Using Oracle TimesTen With Oracle BI Applications (Part 2)

Last time I posted an introductory blog to this series of posts on using Oracle TimesTen with Oracle BI Applications (OBIA). Today, I am going to look at some of the OBIA structures and then start to explore the ways we can use TimesTen with OIBA. As TimesTen may be a new topic for some readers, I will also talk about some of the features of TimesTen and some of the differences from Oracle 11g that we need to allow for in building a solution that incorporates TimesTen.
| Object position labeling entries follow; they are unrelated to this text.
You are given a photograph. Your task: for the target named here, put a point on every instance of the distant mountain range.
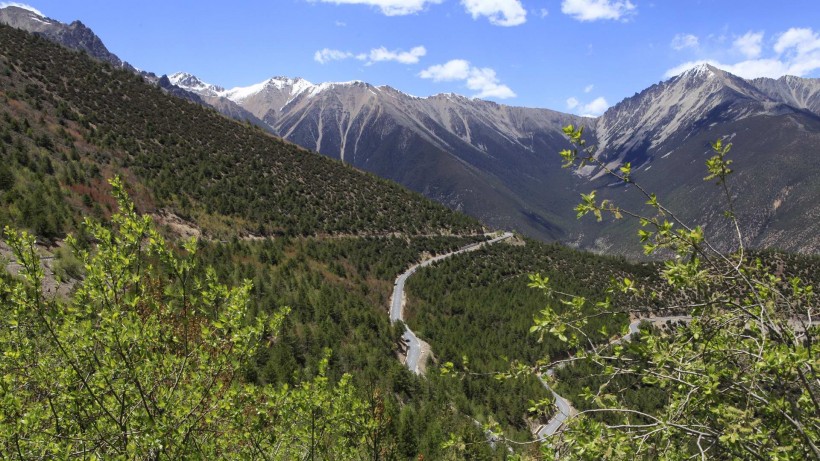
(499, 163)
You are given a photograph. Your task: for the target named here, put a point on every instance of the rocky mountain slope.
(475, 156)
(498, 163)
(665, 133)
(75, 35)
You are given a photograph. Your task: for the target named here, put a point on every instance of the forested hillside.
(73, 121)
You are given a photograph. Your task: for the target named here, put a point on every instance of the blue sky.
(575, 56)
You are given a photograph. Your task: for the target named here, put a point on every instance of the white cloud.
(405, 57)
(380, 54)
(456, 69)
(796, 52)
(750, 44)
(390, 7)
(595, 108)
(326, 55)
(683, 41)
(592, 109)
(480, 79)
(23, 6)
(593, 10)
(499, 12)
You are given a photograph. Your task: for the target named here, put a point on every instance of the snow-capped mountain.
(75, 35)
(193, 84)
(677, 108)
(499, 163)
(801, 93)
(477, 156)
(493, 161)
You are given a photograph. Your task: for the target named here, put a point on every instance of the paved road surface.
(415, 346)
(565, 409)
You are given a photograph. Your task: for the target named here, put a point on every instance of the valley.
(405, 277)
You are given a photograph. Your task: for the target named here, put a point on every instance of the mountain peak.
(192, 83)
(702, 70)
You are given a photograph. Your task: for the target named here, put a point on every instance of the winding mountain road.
(418, 350)
(565, 409)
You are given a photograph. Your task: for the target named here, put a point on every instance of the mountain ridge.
(495, 162)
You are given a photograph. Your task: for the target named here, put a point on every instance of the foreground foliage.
(145, 362)
(740, 376)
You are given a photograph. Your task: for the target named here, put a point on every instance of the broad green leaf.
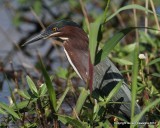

As I described, OBIA consists of three principal pieces: an ETL system to extract source data, stage, transform it  and, finally, publish it to a data warehouse; a database to host both the staged data and the target data warehouse tables; and OBI to provide dashboards and other analysis. During the data load process the ETL extracts the propriety formatted data of the source systems (EBS, JD Edwards, SAP, whatever) and transforms it into a common model that is usable by the reporting layer. The OBIA product development team have done most of the legwork in mapping the complex ERP, HR and CRM application schemas through to the reporting database, however some work may be needed to deal with source customisations such as the use of flexfields. From our point of view we are only concerned with two areas, the OBIA database's warehouse layer tables and how they are mapped into the OBI physical and logical data models. How data is extracted and staged is not of so important for our TimesTen work

In OBIA we can readily find the tables of interest. The table names all begin with 'W_' for warehouse, have a content related name such as INVOICE and end with a suffix that indicates the usage. There are three suffixes that we need to consider for loading into Oracle TimesTen:

  • _F for the fact tables
  • _D for the dimension tables
  • _A for aggregated fact tables
OBIA Files

Looking at the structure of a fact table we can see that we have columns for the measures and key columns that are used to join to the related dimension tables keys, in other words a Star Schema. On the face of it it sounds like we can take the simple approach and copy the required tables to TimesTen or perhaps amend the ETL process to use TimesTen as the target database. Remember that TimesTen is an in-memory database and every object transferred to the database needs to be loaded into the TimesTen server RAM;  we are thus unlikely to have enough RAM to store all of the OBIA warehouse tables. We must also remember that not all of the RAM on the server can be dedicated to TimesTen table storage. In addition to the RAM needed by the OS we may well need to dedicate memory for other processes running on the same platform - in the case of Exalyitics this could well be both Essbase and OBI. Even then not all of the memory allocated to TimesTen can be used for table storage. There is a significant amount need for working space (similar to the temporary tablespace in Oracle 11g) and space may be need for any other TimesTen database structures such as indexes, materialized view and PL/SQL packages.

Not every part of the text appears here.